Americans sick over Congress’ “health care” outrage should be glad to sniff the generally unpolluted air of Christmas Eve in order, at last, to hear the angels sing. Because if anyone ever took a political vote-counter for one of the heavenly host, it had to be a long time ago: not in the eight or nine months we’ve been anguishing over plans to overhaul the way 300 million-plus Americans pay for their health care.
If men were angels, President James Madison remarked with great discernment, no government would be necessary. What does the health care outrage tell us about human nature? Nothing complimentary. We learn that, carried away by the lust for power, particular politicians are prepared to cram their particular point of view down any and all throats.
The Democrats, on health care, want very much to cram their version of “health care” down the national throat. Nor do they care even to study and debate the legislation framed to this end. It’s all about winning.
You have to want very much to win in order to justify: 1) riding down your opponents, as if they were peasants asking the right of free speech, 2) engaging in the pretense that the public understands and deeply desires you to win, 3) not least, arranging the finale for Christmas Eve—an obscene, and very human, parody of the sacred:
“God rest you lousy Nazis now,/We’ve beaten you at last./You hate the sick, you hate the poor,/You creatures of the Past!/You thought to stop our Leader Bright with Warnings of Despair/Oh, now we have stuck it right to you, stuck it to you, Go away and leave Americans alone.”
Or words of like import.
The child in the manger, as he grew, declined political ambitions. The amassing of power for power’s sake was never his line. He sought power only over hearts and minds and, then, only to the extent that such power came of the donors’ wholehearted accord. Definitely an odd duck: never swaggering about, never issuing orders of the do-this, do-that sort; inviting, instead of demanding, assent.
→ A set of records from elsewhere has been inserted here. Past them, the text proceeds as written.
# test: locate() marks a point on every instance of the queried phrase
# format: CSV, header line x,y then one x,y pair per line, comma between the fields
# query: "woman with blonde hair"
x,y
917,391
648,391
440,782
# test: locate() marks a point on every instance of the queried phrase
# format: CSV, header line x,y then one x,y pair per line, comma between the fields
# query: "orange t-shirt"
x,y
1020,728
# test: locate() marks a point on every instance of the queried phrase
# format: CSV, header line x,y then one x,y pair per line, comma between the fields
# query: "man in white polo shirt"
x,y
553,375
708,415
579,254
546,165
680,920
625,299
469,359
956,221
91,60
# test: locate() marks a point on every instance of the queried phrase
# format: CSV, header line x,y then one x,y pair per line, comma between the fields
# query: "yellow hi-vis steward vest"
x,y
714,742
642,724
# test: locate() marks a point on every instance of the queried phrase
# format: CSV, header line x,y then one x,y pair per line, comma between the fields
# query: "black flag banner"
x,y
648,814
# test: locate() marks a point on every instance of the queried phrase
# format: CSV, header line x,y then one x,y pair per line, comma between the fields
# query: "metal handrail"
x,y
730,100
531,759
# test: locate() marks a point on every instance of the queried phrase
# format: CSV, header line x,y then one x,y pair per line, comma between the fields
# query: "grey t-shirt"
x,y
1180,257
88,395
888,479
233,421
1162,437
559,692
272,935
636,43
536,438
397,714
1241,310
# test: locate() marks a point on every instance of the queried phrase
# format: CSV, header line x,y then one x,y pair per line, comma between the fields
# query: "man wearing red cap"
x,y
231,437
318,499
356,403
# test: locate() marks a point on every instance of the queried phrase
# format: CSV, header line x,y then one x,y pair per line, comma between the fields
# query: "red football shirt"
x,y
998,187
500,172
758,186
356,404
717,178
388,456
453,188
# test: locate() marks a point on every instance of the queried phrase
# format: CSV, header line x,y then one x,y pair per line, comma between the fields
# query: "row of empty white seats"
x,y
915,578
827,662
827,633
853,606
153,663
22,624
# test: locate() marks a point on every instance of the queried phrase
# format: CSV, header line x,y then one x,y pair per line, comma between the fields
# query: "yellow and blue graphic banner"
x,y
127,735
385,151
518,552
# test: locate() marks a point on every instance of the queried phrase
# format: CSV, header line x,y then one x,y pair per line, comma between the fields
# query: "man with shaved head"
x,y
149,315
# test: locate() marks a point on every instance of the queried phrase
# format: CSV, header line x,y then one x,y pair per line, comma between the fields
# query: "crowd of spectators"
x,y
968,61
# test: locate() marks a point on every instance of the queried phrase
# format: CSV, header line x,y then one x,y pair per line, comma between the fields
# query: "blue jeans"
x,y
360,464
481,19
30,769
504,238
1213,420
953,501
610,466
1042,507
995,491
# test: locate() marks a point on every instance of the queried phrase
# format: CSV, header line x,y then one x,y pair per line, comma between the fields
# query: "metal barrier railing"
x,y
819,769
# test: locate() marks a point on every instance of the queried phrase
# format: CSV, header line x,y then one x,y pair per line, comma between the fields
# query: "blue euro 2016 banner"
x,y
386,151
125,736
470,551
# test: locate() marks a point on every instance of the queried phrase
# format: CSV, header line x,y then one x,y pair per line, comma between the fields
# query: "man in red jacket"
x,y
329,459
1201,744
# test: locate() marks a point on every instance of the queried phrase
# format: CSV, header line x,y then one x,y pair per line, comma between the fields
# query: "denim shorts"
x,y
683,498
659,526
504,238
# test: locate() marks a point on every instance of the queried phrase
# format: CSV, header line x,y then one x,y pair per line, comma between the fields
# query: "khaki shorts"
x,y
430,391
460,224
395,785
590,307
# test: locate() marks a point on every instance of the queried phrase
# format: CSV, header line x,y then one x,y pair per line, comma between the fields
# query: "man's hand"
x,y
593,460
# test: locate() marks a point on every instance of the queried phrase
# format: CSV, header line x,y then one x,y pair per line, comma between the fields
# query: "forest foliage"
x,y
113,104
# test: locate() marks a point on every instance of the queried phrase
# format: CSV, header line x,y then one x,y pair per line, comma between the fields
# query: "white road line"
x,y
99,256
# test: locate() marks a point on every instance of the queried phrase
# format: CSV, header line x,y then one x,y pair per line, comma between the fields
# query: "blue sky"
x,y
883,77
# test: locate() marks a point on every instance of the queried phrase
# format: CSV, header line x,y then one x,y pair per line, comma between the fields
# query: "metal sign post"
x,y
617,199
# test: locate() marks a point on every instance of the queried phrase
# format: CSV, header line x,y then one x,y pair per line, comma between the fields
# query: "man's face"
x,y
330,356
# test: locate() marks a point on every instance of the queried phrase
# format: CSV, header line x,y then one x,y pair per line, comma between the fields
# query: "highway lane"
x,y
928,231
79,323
The world of Christmas is miles from the world of Capitol Hill and the White House, for all the architectural resemblances that Washington bears to Rome. You enter the world of Christmas with hope, with expectation. A different kind of expectation, it should be noted, than generally hangs over Washington or any other political power center. Sour rejection is the mood in places of power—the rejection of entreaties to stop, look, listen.
The Senate health care bill doesn’t need dissecting here. Plenty of surgeons are available for the gruesome task. What needs pointing up instead, it seems to me, is the sheer violence of the occasion.
It is what happens when you start playing with people’s lives: second-guessing their needs and wants, trumping principled objections as stupid or backward or—as President Obama put it the other day, “The argument that opponents are making against this bill does not hold water.” It just doesn’t. Who says so? I say so. And I’m the president.
The Roman Empire had similarly smug, all-knowing habits. See what became of the empire. It stood for human force: to be sure in the interest of order. But is that not the very same end for which the congressional Democrats claim to be striving—forcing others into harness for the good those others just can’t see for themselves? Take that—and no back talk.
Other Christmas Eves will come: happier ones, it may be. Less polluted with rhetoric and bombastic threats meant to ensure the adoption of speculative and suppositious plans for public improvement.
The contrast excites and explains meanwhile—the Creator’s great design for the world; the tiny, often tyrannical designs of his creations, more and more in each generation, it seems. Who wins this particular one in the end? The wise men or the rote reciters of talking points? The shepherds or those who just want to drive the flock to a different watering hole?
The angels? How about them? Be careful how you bet.